Deux niveaux de compétences et de connaissances sont constitués, l’un relevant de compétences individuelles de compréhension, production et diffusion de l’information, quel que soit le support, niveau enrichi par les recommandations de l’Unesco en 2005 qui définit des normes ou compétences à atteindre en maitrise de l’information ; l’autre relevant de l’environnement social et culturel de la diffusion de l’information, qui renvoie à la démocratisation de l’éditorialisation de l’information au sein des réseaux, mais aussi à la mise en place d’une économie de l’information qui participe à la désinstitutionnalisation du rapport au savoir et des pratiques culturelles et, enfin, l’éthique et la responsabilité qui incombe aux individus dans la production, le traitement et la diffusion d’informations.

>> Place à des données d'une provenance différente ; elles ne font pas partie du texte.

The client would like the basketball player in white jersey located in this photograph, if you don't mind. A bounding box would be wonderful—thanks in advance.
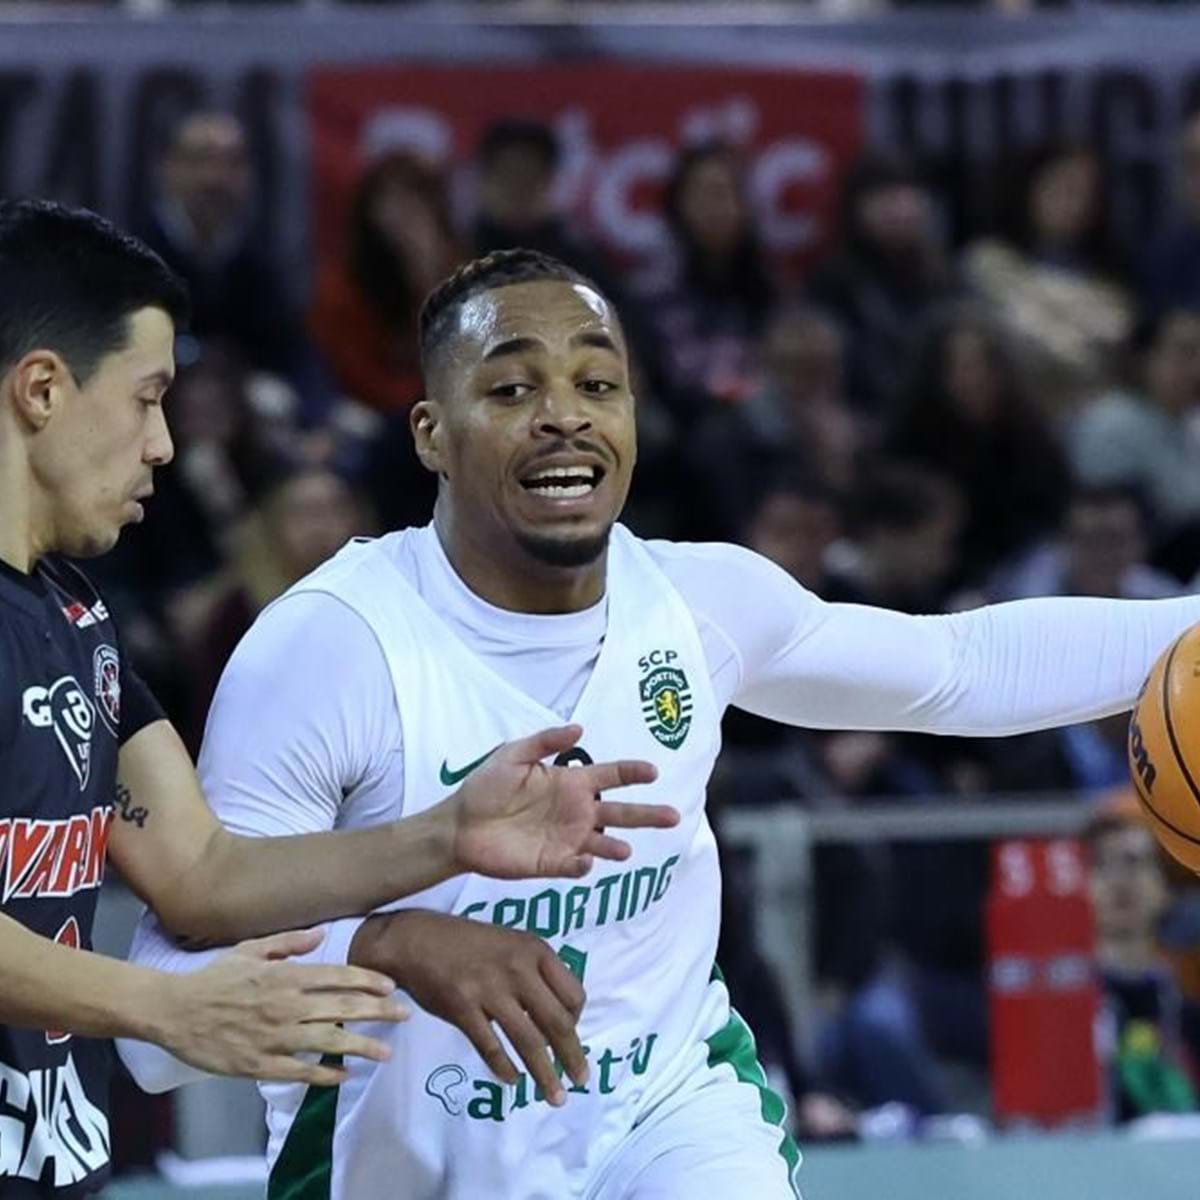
[121,250,1200,1199]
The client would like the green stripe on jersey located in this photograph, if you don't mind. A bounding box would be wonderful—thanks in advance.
[705,974,802,1197]
[267,1054,342,1200]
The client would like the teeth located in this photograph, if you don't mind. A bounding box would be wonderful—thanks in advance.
[528,483,593,499]
[525,465,598,484]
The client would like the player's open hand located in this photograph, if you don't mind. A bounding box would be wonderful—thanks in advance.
[351,910,585,1106]
[450,724,678,880]
[154,928,408,1087]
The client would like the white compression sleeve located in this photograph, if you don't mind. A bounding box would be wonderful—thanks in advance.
[737,592,1200,735]
[116,915,367,1093]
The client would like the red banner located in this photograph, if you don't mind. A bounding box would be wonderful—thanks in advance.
[307,62,866,277]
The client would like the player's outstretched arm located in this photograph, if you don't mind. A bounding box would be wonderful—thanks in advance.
[110,720,676,949]
[0,914,405,1087]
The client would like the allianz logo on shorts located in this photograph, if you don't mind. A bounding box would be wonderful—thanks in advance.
[424,1034,659,1123]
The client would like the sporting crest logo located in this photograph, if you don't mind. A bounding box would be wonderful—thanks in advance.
[638,649,692,750]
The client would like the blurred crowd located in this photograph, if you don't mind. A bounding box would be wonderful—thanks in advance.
[70,104,1200,1155]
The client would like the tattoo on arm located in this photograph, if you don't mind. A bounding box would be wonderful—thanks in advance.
[114,782,150,828]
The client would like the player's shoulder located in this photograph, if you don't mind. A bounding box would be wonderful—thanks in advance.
[636,534,799,592]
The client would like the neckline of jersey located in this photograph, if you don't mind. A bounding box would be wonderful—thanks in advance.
[417,523,608,648]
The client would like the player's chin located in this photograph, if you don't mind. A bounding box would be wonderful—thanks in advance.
[513,522,613,569]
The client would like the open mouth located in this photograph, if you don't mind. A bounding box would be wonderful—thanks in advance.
[519,463,606,500]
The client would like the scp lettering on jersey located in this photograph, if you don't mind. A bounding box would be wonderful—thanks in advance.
[21,677,96,789]
[0,1054,110,1187]
[0,808,114,903]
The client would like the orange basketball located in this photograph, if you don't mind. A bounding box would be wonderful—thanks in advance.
[1128,624,1200,873]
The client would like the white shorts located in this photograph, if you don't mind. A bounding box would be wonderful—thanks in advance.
[587,1016,803,1200]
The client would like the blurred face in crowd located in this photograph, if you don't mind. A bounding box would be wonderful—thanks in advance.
[1089,824,1169,944]
[1064,496,1145,596]
[764,311,845,408]
[748,491,840,592]
[162,113,252,245]
[943,325,1003,425]
[269,469,362,583]
[414,279,636,596]
[479,144,555,232]
[1030,151,1098,248]
[17,307,175,559]
[676,154,747,258]
[167,354,245,450]
[368,163,451,286]
[856,181,931,256]
[1146,310,1200,414]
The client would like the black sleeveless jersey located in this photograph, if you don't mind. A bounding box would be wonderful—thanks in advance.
[0,556,163,1197]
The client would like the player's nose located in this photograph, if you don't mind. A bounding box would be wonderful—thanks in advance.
[534,380,592,439]
[144,406,175,467]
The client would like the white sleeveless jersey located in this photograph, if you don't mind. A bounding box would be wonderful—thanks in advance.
[261,526,797,1200]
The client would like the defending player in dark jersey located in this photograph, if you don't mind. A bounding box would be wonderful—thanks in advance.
[0,202,674,1195]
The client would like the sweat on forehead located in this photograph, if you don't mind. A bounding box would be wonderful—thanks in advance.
[423,279,622,378]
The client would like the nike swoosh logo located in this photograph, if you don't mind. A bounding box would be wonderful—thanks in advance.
[439,746,499,787]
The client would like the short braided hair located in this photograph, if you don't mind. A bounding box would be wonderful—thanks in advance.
[419,248,601,372]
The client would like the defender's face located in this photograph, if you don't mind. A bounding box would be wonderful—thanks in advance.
[420,280,636,568]
[36,307,176,558]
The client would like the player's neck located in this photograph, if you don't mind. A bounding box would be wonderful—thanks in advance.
[433,512,606,615]
[0,445,42,574]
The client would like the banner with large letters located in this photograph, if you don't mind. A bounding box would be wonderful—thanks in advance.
[0,10,1198,290]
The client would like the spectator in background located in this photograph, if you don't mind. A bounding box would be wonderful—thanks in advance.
[472,119,614,287]
[680,306,866,540]
[807,153,956,414]
[964,143,1134,413]
[1070,306,1200,578]
[310,151,459,415]
[639,141,778,414]
[886,304,1070,587]
[136,110,322,417]
[1085,794,1200,1123]
[180,465,368,748]
[994,484,1180,602]
[1141,108,1200,316]
[88,345,286,722]
[839,460,964,615]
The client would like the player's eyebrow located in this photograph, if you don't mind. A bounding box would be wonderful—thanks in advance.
[571,331,620,354]
[482,337,541,363]
[137,369,174,389]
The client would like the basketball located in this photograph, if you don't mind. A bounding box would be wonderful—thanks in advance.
[1128,624,1200,873]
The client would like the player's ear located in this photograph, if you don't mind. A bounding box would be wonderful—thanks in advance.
[411,397,448,479]
[7,350,70,433]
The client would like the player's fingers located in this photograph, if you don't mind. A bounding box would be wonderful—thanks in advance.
[256,1056,349,1088]
[580,831,633,863]
[280,963,399,996]
[538,953,586,1021]
[298,993,410,1026]
[594,800,680,830]
[235,927,325,961]
[286,1023,394,1065]
[554,853,594,878]
[522,987,588,1091]
[502,724,583,765]
[578,760,659,793]
[493,1003,566,1106]
[460,1012,520,1086]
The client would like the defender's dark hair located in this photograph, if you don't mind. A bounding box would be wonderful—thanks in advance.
[0,199,189,386]
[419,247,599,371]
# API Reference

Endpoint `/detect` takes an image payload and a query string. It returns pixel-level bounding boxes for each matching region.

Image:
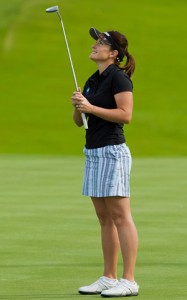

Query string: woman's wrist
[90,104,95,114]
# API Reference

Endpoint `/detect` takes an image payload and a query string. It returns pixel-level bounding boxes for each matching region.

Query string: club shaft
[57,12,88,129]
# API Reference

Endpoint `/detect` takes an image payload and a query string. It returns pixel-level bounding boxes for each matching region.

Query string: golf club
[46,5,88,129]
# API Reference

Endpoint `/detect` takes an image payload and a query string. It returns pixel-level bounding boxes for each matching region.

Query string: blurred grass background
[0,0,186,156]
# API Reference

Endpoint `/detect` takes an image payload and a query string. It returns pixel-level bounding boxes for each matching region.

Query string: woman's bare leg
[105,197,138,281]
[91,197,120,279]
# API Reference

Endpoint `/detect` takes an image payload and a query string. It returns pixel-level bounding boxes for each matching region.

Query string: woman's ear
[109,50,118,60]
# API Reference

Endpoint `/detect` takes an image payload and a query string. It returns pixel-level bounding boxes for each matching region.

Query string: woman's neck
[97,61,114,74]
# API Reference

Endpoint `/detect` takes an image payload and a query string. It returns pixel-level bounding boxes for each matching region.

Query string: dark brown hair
[108,31,135,78]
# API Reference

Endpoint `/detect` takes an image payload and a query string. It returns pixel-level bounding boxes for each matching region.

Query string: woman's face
[89,38,115,62]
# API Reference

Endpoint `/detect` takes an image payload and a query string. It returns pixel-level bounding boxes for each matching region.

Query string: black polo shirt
[82,64,133,149]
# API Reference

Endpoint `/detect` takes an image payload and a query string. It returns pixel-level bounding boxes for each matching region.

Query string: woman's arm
[72,107,83,127]
[71,88,84,127]
[91,91,133,124]
[72,91,133,124]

Ces deux niveaux d’analyse offrent donc un ensemble complet de connaissances et de compétences qui préparent nos élèves aux enjeux de nos sociétés hypermédiatisées et cela, à tous les niveaux, depuis leurs usages personnels jusqu’à l’exercice de leur citoyenneté.

C’est à partir de cette grille de lecture que j’ai proposé la contribution de l’ÉMI à l’acquisition des compétences propres à chaque domaine du socle commun de connaissances, de compétences et de culture.

L’ÉMI ça s’éprouve !

Ainsi, les compétences liées à l’ÉMI sont mises en œuvre grâce à des dispositifs pédagogiques bâtis sur l’usage. Toutes les situations concrètes d’utilisation et d’analyse des médias et de l’information sont favorisées. Elles permettent l’épanouissement des compétences informationnelles des élèves grâce à la pédagogie du projet et dans le cadre des enseignements pratiques interdisciplinaires (EPI). Les productions créées par les élèves éditeurs sont utilisées comme outil d’évaluation, témoignage de l’acquisition ou non de compétences et de connaissances propres aux médias et à l’information. La créativité des élèves est recherchée chaque fois qu’une situation de production est proposée. Évidemment, le professeur documentaliste est le promoteur et l’accompagnateur de ces productions au sein de cet enseignement non disciplinaire aux médias et à l’information dispensé par d’autres enseignants et lui-même. Il est le garant de cette dimension productrice, qui favorise une évaluation positive et partagée.

Denis Tuchais
Direction académique de la formation des personnels de l’Éducation nationale, membre du CSP

Notes
  1. Jacques Piette, « Éducation “par les médias” ou “aux médias” ? », Cahiers pédagogiques, L’actualité éducative du n° 449 de janvier 2007, [en ligne] https://www.cahiers-pedagogiques.com/Education-par-les-medias-ou-aux-medias).
  2. [mesure 3]Créer un nouveau parcours éducatif de l’école élémentaire à la terminale : le parcours citoyen, in http://www.education.gouv.fr/cid85644/onze-mesures-pour-un-grande-mobilisation-de-l-ecole-pour-les-valeurs-de-la-republique.html
  3. Voir l’introduction de Pascal Duplessis dans http://culturedel.info/grcdi/?page_id=236.
  4. Sue Thomas, citée dans « La translittératie ou la convergence des cultures de l’information : supports, contextes et modalités », Spirale, 53, 2014, p.145-156.